When his gloved knuckles skimmed across her bare chest as he undid the shirt buttons, Wren settled a hand on his wrist.
He froze, and his gaze—until then focused intently on his hands and his hands alone—rose hesitantly to meet hers. His face was inches away, his usually smoothed-back hair coming undone, a single forelock dangling across his brow.
She met his eyes and nodded. He understood. He withdrew with almost comical speed, though Wren didn’t feel much like laughing. She pulled off her shirt and tugged down her pants, all while Julian’s back faced her. He was bent over, messing with the fire again—surely he was doing more harm than good at this point—and he stayed that way until the sound of Wren’s sodden pants slapping onto the ground announced that she was fully naked.
He straightened, turning his head a fraction of an inch.
“Finished,” Wren said, stepping toward him—barefoot after kicking off her boots—and putting a hand on his shoulder. As usual, he tensed under her touch.
“Here,” he said, barely above a whisper—and without turning around. He held up one of the blankets from his pack, rough but dry and large enough to wrap her from head to toe.
She flung it around her shoulders and relished the wave of warmth that enveloped her. She just stood there, swaying on her feet, her eyes drifting closed again…
“Can you eat?” Julian said, his voice very far away. “We have—Wren.”
She jolted awake to find him watching her with an expression she would have described as fond if it weren’t on him. As it was, she thought maybe he was amused at her falling asleep standing, like a horse.
She decided to blow out her lips in imitation of one, and it seemed to alarm him more than her giddy laughter had out in the cavern. He pulled a scrap of cloth from somewhere and dabbed at the spot near her temple where he’d found blood before.
“Not too deep,” he muttered. “Come sit—here, on this other blanket, so I can see to it.”
Wren obeyed, sitting patiently as he dipped the rag in the spring water and proceeded to clean the cut. It was unnerving to have Julian’s complete and total focus. His face was so close, his eyes so bright and intent, that it made her stomach clench.
It seemed the cut had stopped bleeding, and once he’d dabbed away the worst of it, he left the wound uncovered.
“They talk to me, you know,” she said. He met her gaze, brow furrowed in confusion. “The revenants. They talk to me… They’ve been talking to me. Ever since we got here.”
He turned away, squeezing out the blood-soaked rag. “I’ve never… I didn’t know that was possible.”
“Neither did I,” she admitted. It made her think, uneasily, of the battlefield, of the “Graven heir” story Julian had told her. Nothing made sense anymore, and it seemed the rules no longer applied—to bonesmiths or to the undead. Or maybe Wren wasn’t as well informed as she’d always believed. There was magic here—more magic than in the world above.
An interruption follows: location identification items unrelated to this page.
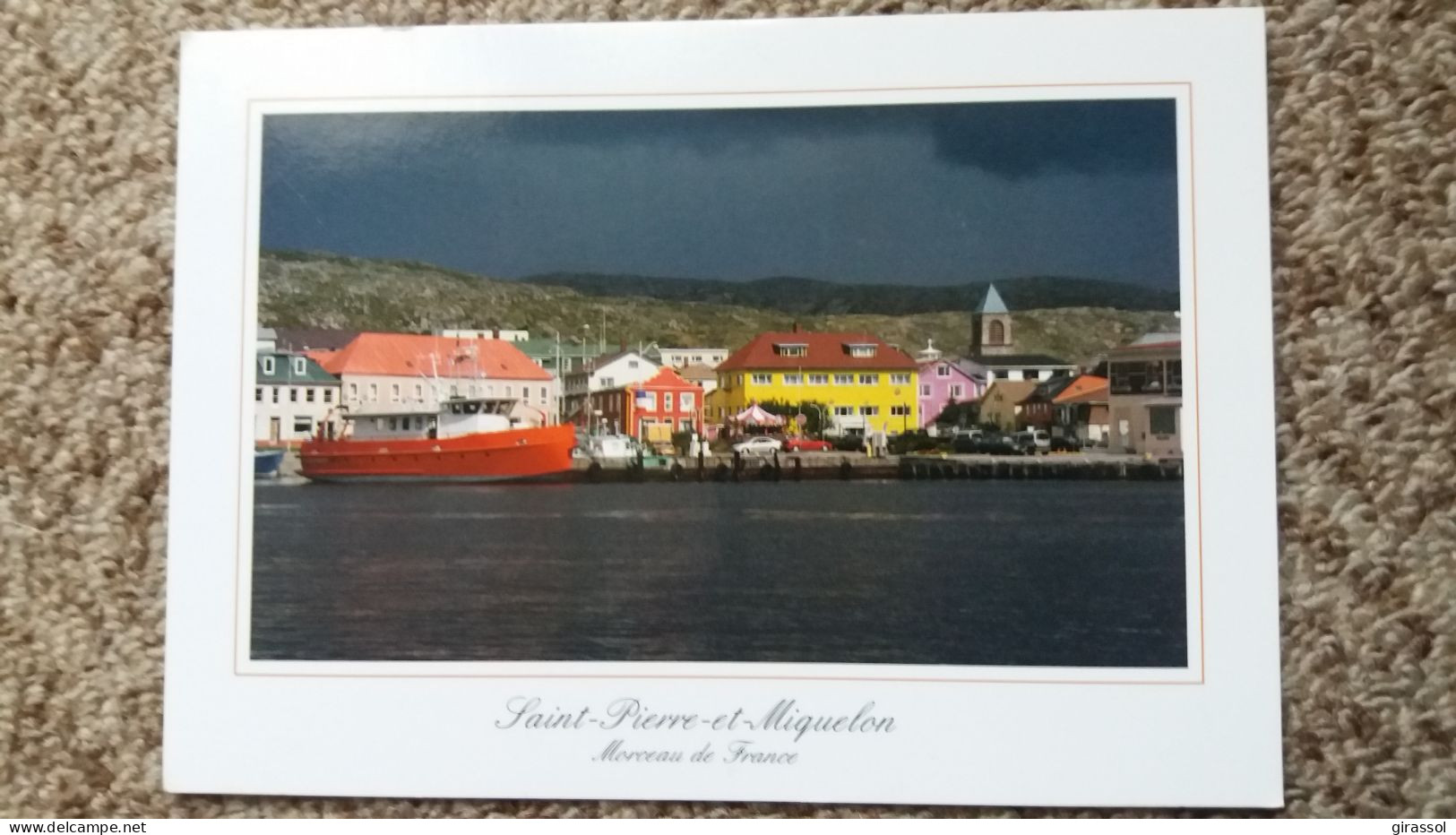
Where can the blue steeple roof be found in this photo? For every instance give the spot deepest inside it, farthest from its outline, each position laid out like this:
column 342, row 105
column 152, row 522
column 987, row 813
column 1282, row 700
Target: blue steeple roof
column 992, row 303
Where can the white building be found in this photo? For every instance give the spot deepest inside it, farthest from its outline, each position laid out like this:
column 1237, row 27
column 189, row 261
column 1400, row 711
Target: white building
column 609, row 371
column 485, row 333
column 683, row 357
column 291, row 393
column 407, row 371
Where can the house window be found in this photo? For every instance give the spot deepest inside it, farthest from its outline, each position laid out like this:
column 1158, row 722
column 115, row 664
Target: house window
column 1162, row 421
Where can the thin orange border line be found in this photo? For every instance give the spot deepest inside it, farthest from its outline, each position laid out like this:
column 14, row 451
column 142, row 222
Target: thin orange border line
column 1197, row 401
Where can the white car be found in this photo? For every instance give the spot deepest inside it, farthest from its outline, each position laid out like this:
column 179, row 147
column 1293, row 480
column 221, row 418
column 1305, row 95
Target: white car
column 757, row 445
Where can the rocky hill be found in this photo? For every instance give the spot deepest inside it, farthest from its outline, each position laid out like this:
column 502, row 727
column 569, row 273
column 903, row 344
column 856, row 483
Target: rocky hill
column 808, row 296
column 349, row 293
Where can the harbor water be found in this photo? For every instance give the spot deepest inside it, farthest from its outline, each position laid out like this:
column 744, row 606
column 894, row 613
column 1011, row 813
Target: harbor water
column 1062, row 573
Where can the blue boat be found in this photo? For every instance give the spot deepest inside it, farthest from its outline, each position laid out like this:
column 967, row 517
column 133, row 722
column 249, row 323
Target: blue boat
column 267, row 461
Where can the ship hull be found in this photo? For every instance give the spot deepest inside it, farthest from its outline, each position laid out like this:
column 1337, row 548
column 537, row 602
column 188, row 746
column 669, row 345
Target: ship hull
column 507, row 456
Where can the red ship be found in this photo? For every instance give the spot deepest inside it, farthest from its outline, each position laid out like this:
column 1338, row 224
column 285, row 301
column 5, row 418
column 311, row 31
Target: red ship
column 466, row 440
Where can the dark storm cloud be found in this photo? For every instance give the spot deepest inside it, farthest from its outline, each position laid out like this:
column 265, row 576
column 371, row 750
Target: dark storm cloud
column 915, row 194
column 1025, row 139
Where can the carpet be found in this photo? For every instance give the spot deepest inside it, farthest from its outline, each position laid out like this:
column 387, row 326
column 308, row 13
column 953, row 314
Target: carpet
column 1363, row 142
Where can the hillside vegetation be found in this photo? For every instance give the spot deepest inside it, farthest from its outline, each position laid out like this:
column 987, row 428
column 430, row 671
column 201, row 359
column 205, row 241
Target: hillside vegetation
column 347, row 293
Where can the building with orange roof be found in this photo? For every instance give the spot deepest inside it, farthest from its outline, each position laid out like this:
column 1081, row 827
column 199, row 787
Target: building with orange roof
column 862, row 383
column 409, row 371
column 1001, row 405
column 1145, row 396
column 1082, row 409
column 651, row 410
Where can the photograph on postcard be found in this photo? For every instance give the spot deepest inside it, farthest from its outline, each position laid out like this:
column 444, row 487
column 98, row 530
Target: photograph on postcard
column 826, row 384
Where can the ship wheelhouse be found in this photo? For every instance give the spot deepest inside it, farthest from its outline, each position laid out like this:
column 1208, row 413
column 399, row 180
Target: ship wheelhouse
column 454, row 418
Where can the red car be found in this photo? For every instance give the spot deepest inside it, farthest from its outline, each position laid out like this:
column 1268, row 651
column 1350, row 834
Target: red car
column 807, row 445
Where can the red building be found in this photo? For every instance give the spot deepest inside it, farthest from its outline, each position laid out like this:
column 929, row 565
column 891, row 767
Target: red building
column 663, row 400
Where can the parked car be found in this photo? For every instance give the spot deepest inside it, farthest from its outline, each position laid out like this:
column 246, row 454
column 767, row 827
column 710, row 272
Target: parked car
column 1062, row 444
column 1032, row 441
column 757, row 445
column 997, row 444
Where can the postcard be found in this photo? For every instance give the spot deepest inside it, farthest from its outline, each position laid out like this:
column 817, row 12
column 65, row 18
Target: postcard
column 788, row 410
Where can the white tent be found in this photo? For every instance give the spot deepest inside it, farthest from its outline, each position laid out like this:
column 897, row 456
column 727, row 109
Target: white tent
column 756, row 417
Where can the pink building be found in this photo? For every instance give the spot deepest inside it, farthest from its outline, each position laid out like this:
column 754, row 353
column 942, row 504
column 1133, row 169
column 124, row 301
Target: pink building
column 945, row 380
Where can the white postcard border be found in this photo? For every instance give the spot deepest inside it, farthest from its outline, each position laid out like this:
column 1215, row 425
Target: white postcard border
column 219, row 702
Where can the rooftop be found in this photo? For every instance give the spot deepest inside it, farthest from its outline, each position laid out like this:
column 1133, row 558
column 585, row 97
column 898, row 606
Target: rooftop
column 992, row 303
column 822, row 349
column 1021, row 361
column 1085, row 389
column 418, row 355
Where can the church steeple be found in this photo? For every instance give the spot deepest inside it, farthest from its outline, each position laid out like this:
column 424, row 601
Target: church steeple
column 990, row 326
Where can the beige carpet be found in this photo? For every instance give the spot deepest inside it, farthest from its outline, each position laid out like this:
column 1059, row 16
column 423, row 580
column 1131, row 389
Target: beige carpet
column 1365, row 281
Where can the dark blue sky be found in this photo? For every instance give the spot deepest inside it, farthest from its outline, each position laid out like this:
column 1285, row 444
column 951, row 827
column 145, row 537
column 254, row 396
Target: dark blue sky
column 904, row 194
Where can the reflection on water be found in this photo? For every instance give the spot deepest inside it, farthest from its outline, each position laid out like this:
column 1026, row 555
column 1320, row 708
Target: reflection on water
column 1064, row 573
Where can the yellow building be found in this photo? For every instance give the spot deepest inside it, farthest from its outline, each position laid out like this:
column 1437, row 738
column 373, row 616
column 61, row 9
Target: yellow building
column 864, row 383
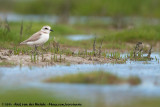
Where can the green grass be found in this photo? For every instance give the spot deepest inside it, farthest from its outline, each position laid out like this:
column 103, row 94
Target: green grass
column 112, row 38
column 96, row 77
column 149, row 8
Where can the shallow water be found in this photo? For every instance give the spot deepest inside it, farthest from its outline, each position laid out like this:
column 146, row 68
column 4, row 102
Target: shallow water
column 77, row 19
column 33, row 77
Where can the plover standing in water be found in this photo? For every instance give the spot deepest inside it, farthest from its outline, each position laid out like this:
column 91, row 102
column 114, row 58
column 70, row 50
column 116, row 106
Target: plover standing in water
column 39, row 38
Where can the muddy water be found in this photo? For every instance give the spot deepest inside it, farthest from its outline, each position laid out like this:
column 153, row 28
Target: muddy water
column 149, row 72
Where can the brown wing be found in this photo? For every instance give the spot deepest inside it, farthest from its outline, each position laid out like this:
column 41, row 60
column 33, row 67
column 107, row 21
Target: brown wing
column 34, row 37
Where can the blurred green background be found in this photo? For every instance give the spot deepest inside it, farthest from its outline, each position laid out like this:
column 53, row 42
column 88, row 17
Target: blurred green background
column 146, row 8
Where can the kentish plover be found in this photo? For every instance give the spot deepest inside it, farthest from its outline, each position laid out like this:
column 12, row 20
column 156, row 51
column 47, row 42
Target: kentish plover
column 39, row 38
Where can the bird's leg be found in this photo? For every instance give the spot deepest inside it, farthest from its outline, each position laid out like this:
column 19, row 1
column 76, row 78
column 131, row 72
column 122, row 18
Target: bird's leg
column 35, row 51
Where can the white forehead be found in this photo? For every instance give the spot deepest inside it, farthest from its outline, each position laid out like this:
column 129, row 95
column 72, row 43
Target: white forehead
column 46, row 27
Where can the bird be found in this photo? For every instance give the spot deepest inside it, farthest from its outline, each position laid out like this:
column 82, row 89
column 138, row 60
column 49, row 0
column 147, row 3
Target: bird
column 38, row 38
column 138, row 48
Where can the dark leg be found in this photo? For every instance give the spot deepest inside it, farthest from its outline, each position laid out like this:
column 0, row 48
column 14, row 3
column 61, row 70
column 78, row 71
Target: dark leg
column 35, row 49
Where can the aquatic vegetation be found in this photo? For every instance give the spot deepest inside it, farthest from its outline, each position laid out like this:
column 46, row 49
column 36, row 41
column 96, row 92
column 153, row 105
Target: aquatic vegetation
column 95, row 77
column 8, row 64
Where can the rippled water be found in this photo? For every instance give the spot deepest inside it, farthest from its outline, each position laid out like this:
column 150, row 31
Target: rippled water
column 32, row 77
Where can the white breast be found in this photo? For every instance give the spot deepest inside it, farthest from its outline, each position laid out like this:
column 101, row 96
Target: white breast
column 43, row 39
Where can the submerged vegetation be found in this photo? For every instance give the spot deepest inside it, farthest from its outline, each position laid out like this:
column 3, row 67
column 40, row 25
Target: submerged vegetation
column 95, row 77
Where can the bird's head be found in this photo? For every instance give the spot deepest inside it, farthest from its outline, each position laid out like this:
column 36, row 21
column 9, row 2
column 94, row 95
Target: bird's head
column 46, row 29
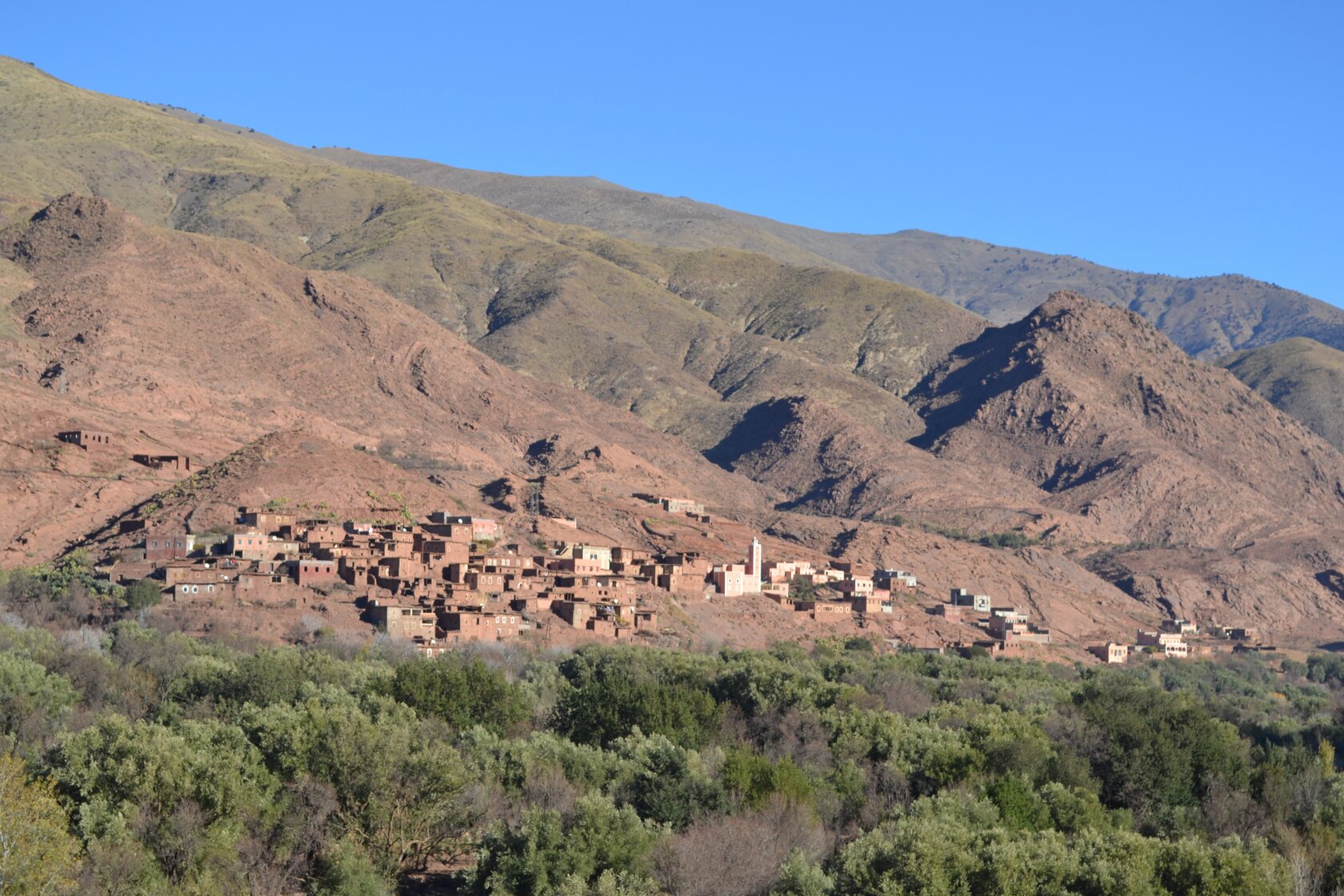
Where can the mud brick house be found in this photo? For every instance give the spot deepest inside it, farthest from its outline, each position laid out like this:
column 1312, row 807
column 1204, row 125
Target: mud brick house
column 1012, row 628
column 894, row 581
column 577, row 566
column 476, row 528
column 250, row 546
column 533, row 605
column 646, row 621
column 168, row 546
column 978, row 602
column 466, row 625
column 574, row 611
column 266, row 522
column 600, row 555
column 1180, row 626
column 1110, row 653
column 403, row 622
column 824, row 610
column 163, row 461
column 858, row 586
column 730, row 579
column 86, row 438
column 310, row 573
column 486, row 582
column 682, row 506
column 782, row 571
column 605, row 628
column 870, row 605
column 949, row 611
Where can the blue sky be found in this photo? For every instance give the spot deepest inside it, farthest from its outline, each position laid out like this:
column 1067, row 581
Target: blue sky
column 1175, row 138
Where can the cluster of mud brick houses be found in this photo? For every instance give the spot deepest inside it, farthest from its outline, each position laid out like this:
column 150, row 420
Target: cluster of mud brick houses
column 89, row 439
column 1182, row 638
column 444, row 582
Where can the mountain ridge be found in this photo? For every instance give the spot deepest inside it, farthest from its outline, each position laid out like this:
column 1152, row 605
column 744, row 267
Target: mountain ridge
column 1207, row 316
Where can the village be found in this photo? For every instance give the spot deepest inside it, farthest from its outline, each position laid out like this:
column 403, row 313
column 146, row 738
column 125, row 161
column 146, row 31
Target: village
column 446, row 581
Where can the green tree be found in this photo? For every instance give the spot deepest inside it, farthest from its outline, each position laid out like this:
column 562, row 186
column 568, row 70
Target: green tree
column 38, row 856
column 462, row 692
column 142, row 594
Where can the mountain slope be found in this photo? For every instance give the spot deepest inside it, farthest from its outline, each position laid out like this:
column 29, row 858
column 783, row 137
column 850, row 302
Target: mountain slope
column 1206, row 316
column 1302, row 378
column 563, row 304
column 213, row 343
column 1096, row 406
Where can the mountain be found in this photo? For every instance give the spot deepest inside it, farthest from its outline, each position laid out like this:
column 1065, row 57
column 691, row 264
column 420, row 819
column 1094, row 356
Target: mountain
column 314, row 334
column 1302, row 378
column 323, row 393
column 205, row 344
column 1206, row 316
column 563, row 304
column 1097, row 407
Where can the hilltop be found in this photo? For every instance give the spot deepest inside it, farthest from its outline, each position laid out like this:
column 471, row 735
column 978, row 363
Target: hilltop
column 624, row 322
column 1206, row 316
column 1101, row 410
column 1302, row 378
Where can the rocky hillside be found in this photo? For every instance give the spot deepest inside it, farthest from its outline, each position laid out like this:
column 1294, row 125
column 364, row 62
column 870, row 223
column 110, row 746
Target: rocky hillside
column 1206, row 316
column 205, row 344
column 563, row 304
column 1302, row 378
column 1097, row 407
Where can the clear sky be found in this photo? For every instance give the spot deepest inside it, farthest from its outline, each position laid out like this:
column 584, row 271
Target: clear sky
column 1180, row 138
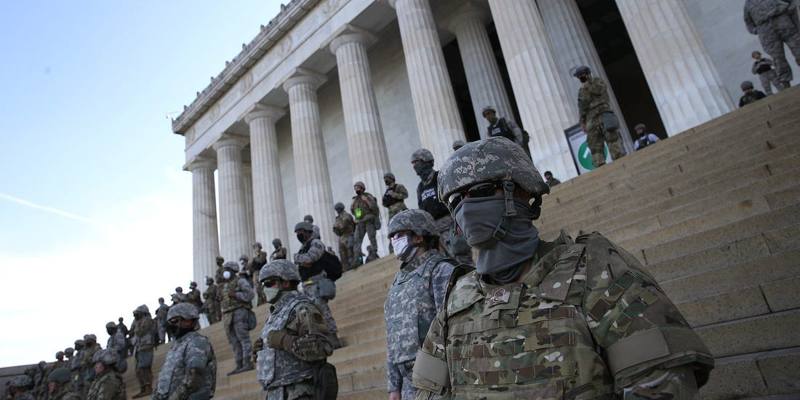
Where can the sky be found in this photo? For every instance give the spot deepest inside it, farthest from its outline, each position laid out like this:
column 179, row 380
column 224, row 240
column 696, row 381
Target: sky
column 95, row 209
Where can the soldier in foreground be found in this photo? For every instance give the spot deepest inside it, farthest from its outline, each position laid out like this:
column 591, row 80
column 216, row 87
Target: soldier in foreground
column 343, row 227
column 143, row 330
column 594, row 107
column 237, row 296
column 538, row 319
column 190, row 367
column 296, row 340
column 107, row 383
column 415, row 296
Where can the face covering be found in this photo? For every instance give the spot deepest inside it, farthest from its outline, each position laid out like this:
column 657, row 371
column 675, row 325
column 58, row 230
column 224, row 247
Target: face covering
column 499, row 257
column 403, row 249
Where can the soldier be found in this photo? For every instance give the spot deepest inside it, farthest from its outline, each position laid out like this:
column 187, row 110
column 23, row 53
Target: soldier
column 593, row 104
column 343, row 227
column 775, row 22
column 117, row 343
column 107, row 384
column 541, row 319
column 367, row 216
column 296, row 340
column 751, row 95
column 237, row 296
column 416, row 294
column 279, row 253
column 190, row 367
column 315, row 283
column 20, row 388
column 58, row 387
column 142, row 331
column 763, row 67
column 211, row 306
column 194, row 297
column 161, row 320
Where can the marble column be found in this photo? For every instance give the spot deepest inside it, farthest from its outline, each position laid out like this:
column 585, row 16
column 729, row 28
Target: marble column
column 234, row 232
column 308, row 148
column 545, row 106
column 205, row 240
column 572, row 45
column 483, row 74
column 435, row 107
column 269, row 211
column 682, row 78
column 366, row 147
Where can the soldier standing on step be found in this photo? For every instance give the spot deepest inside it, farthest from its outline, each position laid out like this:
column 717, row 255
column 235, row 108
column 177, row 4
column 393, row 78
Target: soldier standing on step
column 595, row 109
column 292, row 364
column 142, row 330
column 417, row 293
column 237, row 296
column 190, row 366
column 538, row 319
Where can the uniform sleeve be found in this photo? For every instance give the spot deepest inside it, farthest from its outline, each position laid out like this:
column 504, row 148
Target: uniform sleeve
column 646, row 340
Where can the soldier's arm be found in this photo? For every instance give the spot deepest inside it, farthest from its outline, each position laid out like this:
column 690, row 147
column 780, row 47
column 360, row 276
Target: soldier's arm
column 305, row 336
column 648, row 344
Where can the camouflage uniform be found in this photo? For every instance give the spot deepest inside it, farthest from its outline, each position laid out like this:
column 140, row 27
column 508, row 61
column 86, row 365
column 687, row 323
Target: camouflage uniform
column 593, row 102
column 296, row 341
column 411, row 305
column 344, row 227
column 775, row 22
column 190, row 366
column 237, row 296
column 366, row 213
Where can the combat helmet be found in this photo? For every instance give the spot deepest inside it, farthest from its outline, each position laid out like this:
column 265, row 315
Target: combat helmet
column 489, row 160
column 283, row 269
column 417, row 221
column 186, row 311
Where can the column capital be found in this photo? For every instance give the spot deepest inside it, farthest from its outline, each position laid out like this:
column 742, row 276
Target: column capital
column 258, row 111
column 352, row 34
column 302, row 76
column 229, row 140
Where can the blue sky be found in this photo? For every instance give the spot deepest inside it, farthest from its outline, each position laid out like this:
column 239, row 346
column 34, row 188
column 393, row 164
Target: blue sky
column 95, row 212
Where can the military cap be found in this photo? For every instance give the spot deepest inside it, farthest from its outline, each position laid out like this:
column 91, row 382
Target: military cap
column 183, row 310
column 283, row 269
column 59, row 375
column 489, row 160
column 21, row 381
column 423, row 155
column 304, row 226
column 106, row 357
column 417, row 221
column 231, row 265
column 581, row 70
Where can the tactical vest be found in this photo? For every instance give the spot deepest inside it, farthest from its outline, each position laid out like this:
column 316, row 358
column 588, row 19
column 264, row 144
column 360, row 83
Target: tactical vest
column 174, row 368
column 276, row 368
column 409, row 310
column 525, row 338
column 428, row 197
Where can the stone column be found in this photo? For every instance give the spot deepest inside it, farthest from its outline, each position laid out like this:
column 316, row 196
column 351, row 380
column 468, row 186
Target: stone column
column 310, row 162
column 269, row 212
column 682, row 78
column 544, row 104
column 573, row 47
column 365, row 144
column 234, row 233
column 435, row 107
column 483, row 74
column 205, row 242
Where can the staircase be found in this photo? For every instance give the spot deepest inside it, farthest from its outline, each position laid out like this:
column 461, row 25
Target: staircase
column 713, row 213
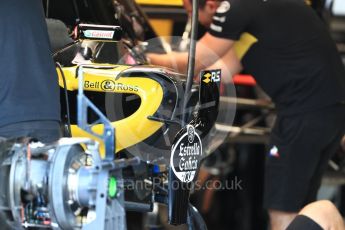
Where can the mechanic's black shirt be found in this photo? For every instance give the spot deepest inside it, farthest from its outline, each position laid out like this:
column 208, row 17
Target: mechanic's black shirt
column 295, row 60
column 28, row 80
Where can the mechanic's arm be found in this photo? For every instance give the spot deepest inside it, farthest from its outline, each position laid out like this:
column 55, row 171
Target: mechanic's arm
column 208, row 50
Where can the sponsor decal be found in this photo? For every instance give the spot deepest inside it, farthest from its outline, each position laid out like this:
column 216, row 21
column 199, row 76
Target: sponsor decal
column 274, row 152
column 216, row 28
column 110, row 86
column 219, row 19
column 223, row 7
column 186, row 155
column 99, row 34
column 211, row 76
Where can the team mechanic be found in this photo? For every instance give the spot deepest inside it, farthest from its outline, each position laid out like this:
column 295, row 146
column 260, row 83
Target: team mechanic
column 29, row 92
column 296, row 62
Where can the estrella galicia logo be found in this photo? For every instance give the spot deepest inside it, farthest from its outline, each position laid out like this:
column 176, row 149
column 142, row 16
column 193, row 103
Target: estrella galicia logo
column 211, row 75
column 108, row 85
column 191, row 132
column 186, row 155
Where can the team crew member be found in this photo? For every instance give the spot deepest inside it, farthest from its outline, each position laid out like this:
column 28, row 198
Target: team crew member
column 296, row 62
column 29, row 93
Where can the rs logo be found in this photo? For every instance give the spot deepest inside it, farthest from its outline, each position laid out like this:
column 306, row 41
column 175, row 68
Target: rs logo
column 207, row 77
column 211, row 76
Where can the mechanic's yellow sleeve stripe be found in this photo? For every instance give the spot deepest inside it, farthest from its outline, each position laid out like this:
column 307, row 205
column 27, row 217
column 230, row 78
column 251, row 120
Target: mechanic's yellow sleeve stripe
column 243, row 44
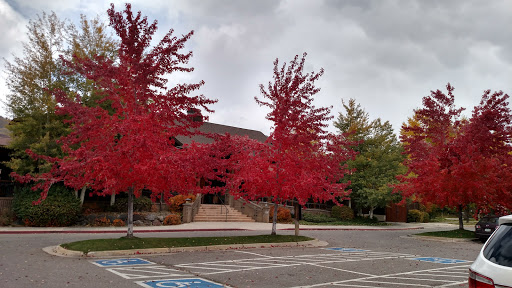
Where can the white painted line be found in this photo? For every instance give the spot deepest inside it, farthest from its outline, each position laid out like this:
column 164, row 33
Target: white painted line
column 349, row 285
column 419, row 279
column 260, row 255
column 393, row 283
column 146, row 272
column 343, row 270
column 418, row 272
column 444, row 275
column 247, row 269
column 453, row 284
It made things that shouldn’t be possible, possible.
She thought she’d been sitting, but the next thing she knew, she was on her side, face pressed into the cold stone floor of the cave, and Julian was shaking her gently.
She attempted to lurch upright, forgetting for a moment where she was, her brain scrambling through the bridge, the fall—the revenants—but Julian pushed her back down.
“Easy,” he said. “You’re safe.”
Wren blinked at him for several frantic moments, then nodded. Strange to think that being alone with him, an ironsmith, in the Breach, was as safe as Wren had been in days… but it was true.